Looking at macro variables in June, historical patterns suggest that this month often sees many events—such as Fed meetings, key employment and inflation data, and quarterly guidance from leading companies—that could trigger a break in the current concentration. Many institutions believe that if the Fed delays rate cuts, high-valuation AI leaders will be the first to see valuation compression, causing the index rally supported by heavyweights to weaken rapidly. Even if small and mid-cap stocks benefit from low valuations and recover, limited overall market capital and the disproportionate weightings mean that local rebounds cannot reverse the overall downward trend.

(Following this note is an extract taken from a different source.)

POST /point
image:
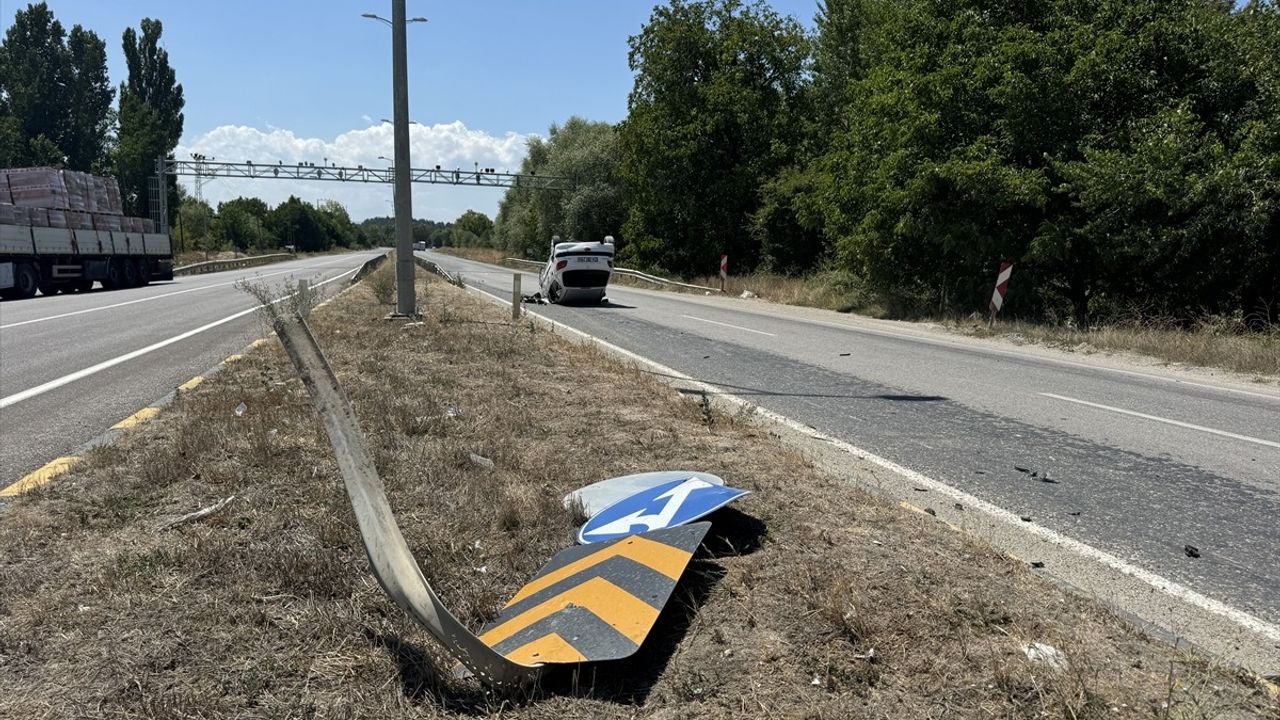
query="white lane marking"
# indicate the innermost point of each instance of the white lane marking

From a global asset allocation perspective, this structural bull market in U.S. stocks serves as a warning beyond the domestic market. In an environment of converging global liquidity and increasing divergence in asset valuations, index overvaluation driven by sector concentration often harbors tail risks. Cross-border investors should abandon the mindset that “new highs mean a stronger market,” look beyond index levels, and focus on three core indicators: market breadth, concentration of holdings, and earnings realization, remaining alert to systemic risks from potential AI sector corrections in June.